Overview#

Estimated reading time: 5 minutes

Here we give a high-level overview of geovista.

We briefly discuss its goals and motivation, and introduce you to the rich, powerful ecosystem that underpins its evolving capability.

Motivation#

geovista is a pure Python package that offers performant, publication quality 3D cartographic rendering of Earth Science data.

Its goal is to lower the bar for scientists, such that they can easily analyze, visualize, and explore their rectilinear, curvilinear and unstructured geospatial data interactively in 3D, whilst also supporting traditional 2D static plots, cartographic projections and coordinate transformations.

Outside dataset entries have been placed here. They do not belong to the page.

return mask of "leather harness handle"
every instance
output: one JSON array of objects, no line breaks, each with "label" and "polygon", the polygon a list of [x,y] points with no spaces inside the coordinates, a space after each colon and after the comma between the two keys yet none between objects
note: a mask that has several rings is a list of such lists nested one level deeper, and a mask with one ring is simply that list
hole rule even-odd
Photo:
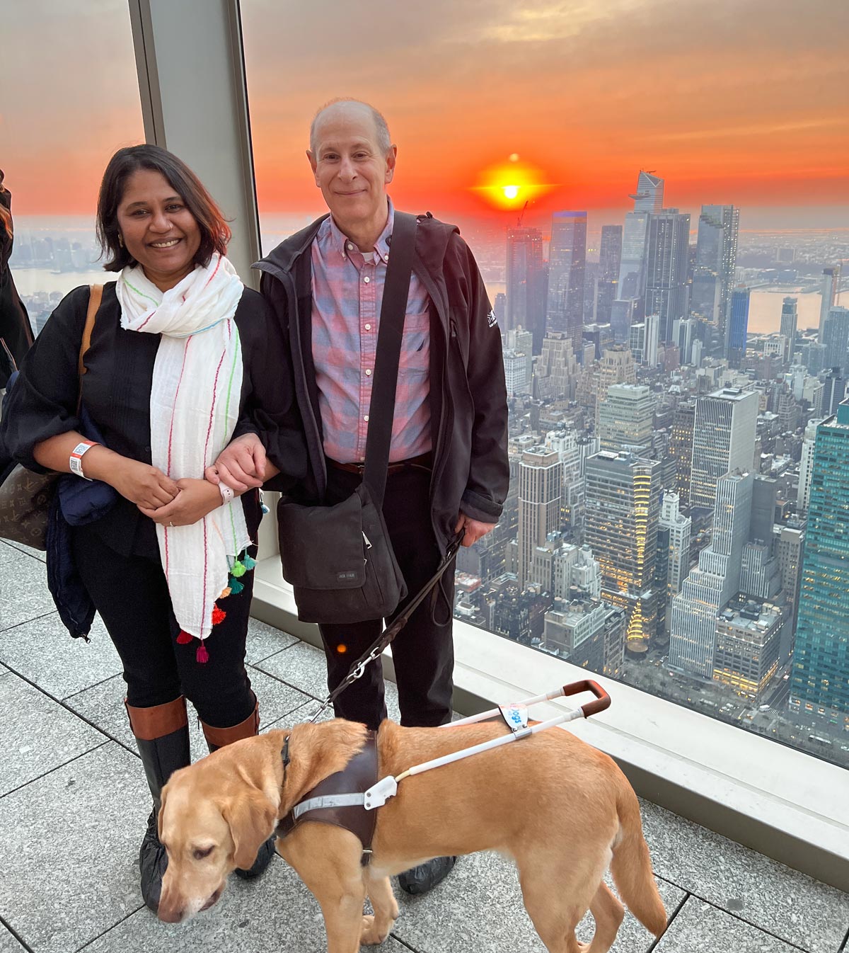
[{"label": "leather harness handle", "polygon": [[596,697],[595,701],[587,701],[585,705],[581,706],[584,718],[598,715],[599,712],[610,707],[610,696],[597,681],[583,679],[582,681],[573,681],[568,685],[563,685],[563,695],[580,695],[582,692],[592,692]]}]

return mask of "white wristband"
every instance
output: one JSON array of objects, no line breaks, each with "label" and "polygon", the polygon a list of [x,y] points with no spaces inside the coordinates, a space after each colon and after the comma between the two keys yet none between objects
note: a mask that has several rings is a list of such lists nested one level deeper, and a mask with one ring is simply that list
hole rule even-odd
[{"label": "white wristband", "polygon": [[96,447],[97,444],[93,440],[81,440],[70,452],[70,457],[68,460],[68,465],[70,467],[70,472],[76,474],[77,476],[82,476],[83,479],[89,479],[83,473],[83,455],[89,451],[92,447]]}]

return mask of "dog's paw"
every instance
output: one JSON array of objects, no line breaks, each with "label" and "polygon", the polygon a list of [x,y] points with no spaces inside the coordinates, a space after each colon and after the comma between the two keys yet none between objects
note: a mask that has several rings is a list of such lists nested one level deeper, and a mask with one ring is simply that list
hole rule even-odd
[{"label": "dog's paw", "polygon": [[360,934],[360,943],[364,946],[376,946],[378,943],[382,943],[388,935],[388,930],[383,934],[378,932],[373,916],[370,914],[367,916],[364,915],[363,930]]}]

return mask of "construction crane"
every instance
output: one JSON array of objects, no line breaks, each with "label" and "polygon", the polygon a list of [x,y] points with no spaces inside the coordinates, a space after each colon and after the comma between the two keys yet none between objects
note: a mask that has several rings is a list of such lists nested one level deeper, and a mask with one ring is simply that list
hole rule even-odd
[{"label": "construction crane", "polygon": [[520,213],[519,217],[516,219],[517,229],[522,228],[522,219],[524,218],[524,213],[526,209],[527,209],[527,202],[525,202],[524,205],[522,206],[522,212]]}]

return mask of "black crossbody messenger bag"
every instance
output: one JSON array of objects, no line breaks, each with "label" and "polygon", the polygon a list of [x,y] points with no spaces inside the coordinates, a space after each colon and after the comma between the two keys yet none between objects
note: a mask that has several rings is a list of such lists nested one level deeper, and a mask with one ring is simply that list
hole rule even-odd
[{"label": "black crossbody messenger bag", "polygon": [[368,408],[363,482],[334,506],[277,507],[284,578],[305,622],[363,622],[391,616],[406,596],[384,521],[395,389],[412,273],[416,217],[395,213]]}]

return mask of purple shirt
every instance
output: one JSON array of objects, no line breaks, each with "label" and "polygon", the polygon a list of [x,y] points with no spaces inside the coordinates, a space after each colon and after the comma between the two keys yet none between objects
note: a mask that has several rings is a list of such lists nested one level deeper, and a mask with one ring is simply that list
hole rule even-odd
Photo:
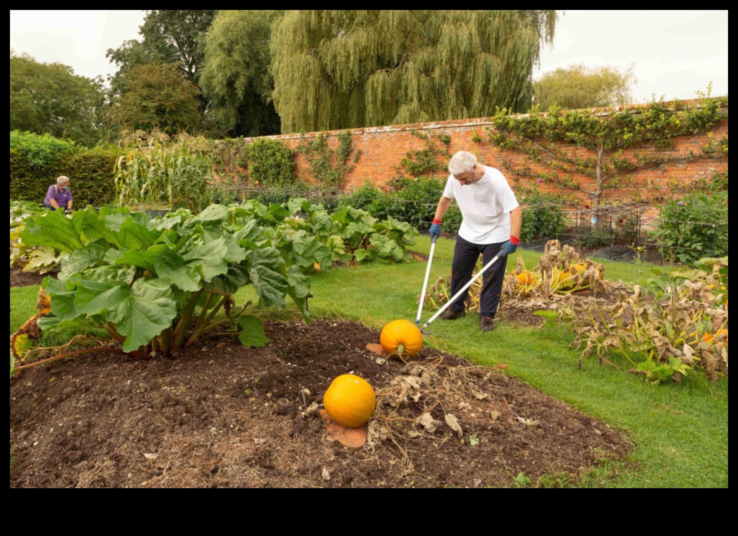
[{"label": "purple shirt", "polygon": [[58,187],[56,184],[52,184],[49,187],[49,191],[46,192],[46,198],[44,200],[44,204],[46,206],[51,206],[52,209],[53,209],[54,207],[52,206],[49,201],[50,199],[55,199],[56,204],[63,209],[66,209],[66,204],[72,201],[72,190],[69,188],[64,189],[61,187]]}]

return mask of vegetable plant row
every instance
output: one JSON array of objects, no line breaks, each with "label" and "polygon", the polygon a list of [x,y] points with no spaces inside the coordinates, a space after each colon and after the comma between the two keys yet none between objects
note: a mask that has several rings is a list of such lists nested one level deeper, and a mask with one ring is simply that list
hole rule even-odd
[{"label": "vegetable plant row", "polygon": [[328,215],[295,199],[286,209],[251,201],[154,220],[125,208],[55,211],[27,219],[22,241],[68,254],[58,279],[44,282],[51,312],[39,328],[101,328],[121,351],[143,358],[215,330],[230,328],[249,346],[266,344],[261,322],[243,314],[249,304],[234,303],[240,288],[252,285],[263,307],[283,307],[289,297],[309,321],[306,272],[334,261],[404,260],[415,234],[391,218],[353,208]]}]

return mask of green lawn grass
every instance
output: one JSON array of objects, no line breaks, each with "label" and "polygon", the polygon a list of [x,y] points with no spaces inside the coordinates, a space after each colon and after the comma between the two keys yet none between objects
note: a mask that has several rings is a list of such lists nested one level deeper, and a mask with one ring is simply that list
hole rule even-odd
[{"label": "green lawn grass", "polygon": [[[427,237],[422,237],[413,248],[427,254],[430,246]],[[429,285],[449,273],[453,246],[452,240],[438,240]],[[539,254],[518,251],[511,257],[508,270],[518,254],[527,266],[537,264]],[[602,264],[608,279],[624,282],[642,280],[656,268]],[[318,318],[345,318],[378,329],[396,319],[415,321],[426,266],[413,262],[320,272],[312,276],[310,310]],[[34,313],[37,292],[35,287],[11,289],[11,333]],[[246,288],[236,302],[254,297]],[[424,311],[422,320],[432,314]],[[523,327],[504,321],[496,326],[494,331],[482,333],[473,314],[453,321],[438,320],[430,330],[439,336],[428,338],[427,344],[483,365],[506,363],[510,375],[626,431],[635,444],[627,463],[609,464],[581,486],[728,487],[727,378],[710,383],[701,375],[690,373],[680,385],[647,384],[617,360],[619,369],[599,366],[594,358],[584,359],[579,368],[579,352],[568,347],[571,337],[560,327]]]}]

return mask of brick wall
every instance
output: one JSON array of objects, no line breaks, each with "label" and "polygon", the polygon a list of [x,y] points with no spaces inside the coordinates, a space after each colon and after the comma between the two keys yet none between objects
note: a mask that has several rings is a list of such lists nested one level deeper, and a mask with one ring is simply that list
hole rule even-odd
[{"label": "brick wall", "polygon": [[[637,106],[635,106],[637,108]],[[727,106],[724,108],[727,114]],[[353,135],[352,144],[355,149],[361,151],[354,168],[348,173],[345,180],[345,187],[361,186],[365,181],[369,181],[375,184],[384,184],[397,175],[394,169],[401,159],[407,156],[408,151],[422,150],[425,147],[425,140],[417,136],[411,135],[413,130],[431,133],[434,136],[446,134],[451,137],[449,150],[452,154],[458,150],[469,150],[476,154],[477,159],[489,166],[499,168],[506,176],[510,185],[515,189],[520,185],[532,185],[534,179],[528,177],[515,176],[510,173],[503,165],[503,159],[499,149],[493,146],[488,139],[486,128],[491,126],[489,118],[462,119],[454,121],[436,121],[415,125],[391,125],[384,127],[368,127],[355,128],[351,130]],[[727,136],[728,120],[718,125],[712,132],[716,139]],[[314,139],[318,134],[325,133],[328,136],[328,144],[334,147],[337,144],[337,135],[339,131],[325,133],[310,133],[304,134],[306,139]],[[482,142],[474,142],[472,137],[478,136]],[[291,148],[295,148],[300,143],[300,134],[283,134],[272,136],[270,138],[278,139]],[[244,143],[253,141],[253,138],[244,139]],[[697,151],[700,145],[707,141],[706,134],[694,136],[682,136],[677,139],[676,147],[672,153],[686,156],[690,150]],[[437,145],[441,146],[439,142]],[[562,147],[570,150],[572,147]],[[652,151],[649,147],[635,147],[638,150]],[[628,151],[632,152],[632,150]],[[586,153],[584,151],[584,153]],[[505,159],[514,164],[529,163],[525,161],[522,153],[506,151]],[[591,156],[590,153],[588,156]],[[303,155],[297,156],[297,174],[299,178],[306,178],[306,161]],[[728,159],[700,159],[691,162],[675,163],[663,168],[658,167],[647,167],[633,173],[634,183],[632,187],[624,187],[618,190],[607,191],[603,195],[603,202],[615,200],[630,201],[633,194],[637,193],[641,197],[653,198],[668,198],[673,195],[675,188],[679,189],[688,185],[692,181],[701,178],[711,178],[715,173],[728,170]],[[442,172],[436,172],[436,175],[445,178],[446,176]],[[573,177],[580,180],[584,186],[590,183],[590,179],[584,175]],[[659,187],[659,185],[661,187]],[[556,185],[541,185],[544,189],[563,193],[573,193],[571,189],[562,189]],[[587,199],[586,194],[582,192],[576,193],[582,201]]]}]

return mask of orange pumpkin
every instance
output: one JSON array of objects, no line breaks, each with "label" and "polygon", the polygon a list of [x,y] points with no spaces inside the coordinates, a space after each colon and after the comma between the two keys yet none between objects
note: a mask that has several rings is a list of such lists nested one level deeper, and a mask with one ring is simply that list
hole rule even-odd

Our intention is for geovista to be a cartographic gateway into the powerful world of PyVista, and all that it offers. Opening the door for scientists to rediscover their data through a responsive visualization toolchain that leverages the power of the GPU.

Simply put,

GeoVista is to PyVista”, as “Cartopy is to Matplotlib

That’s our aspiration.

Akin to Cartopy, we intend geovista to remain as flexible and open-ended as possible to the Scientific Python community. This means that geovista will remain agnostic to packages that specialize in preparing your spatial data for visualization, such as geopandas, iris and xarray.

Ecosystem#

geovista is built on the shoulders of giants, namely PyVista and the Visualization Toolkit (VTK), thus allowing it to easily leverage the power of the GPU.

GeoVista Ecosystem

Fig. 1: Ecosystem of geovista#

As shown above, geovista is built upon a performant, established, and feature rich VTK toolchain, which is supported and maintained by Kitware and the open-source community.

This toolchain is enabled through PyVista, which exposes the powerful visualization backend of VTK through an intuitive Pythonic interface.

PyVista in a Nutshell#

PyVista Examples

Fig. 2: PyVista Examples#

PyVista is a powerful open-source 3D visualization library built on VTK, providing:

Development Status#

It’s still early days for geovista, but we’re already excited about the potential and promise that it might offer to the Earth Science community.

Our primary focus at the moment is to provide a stable API and core set of features … we’re working hard on that, but we’re not there yet!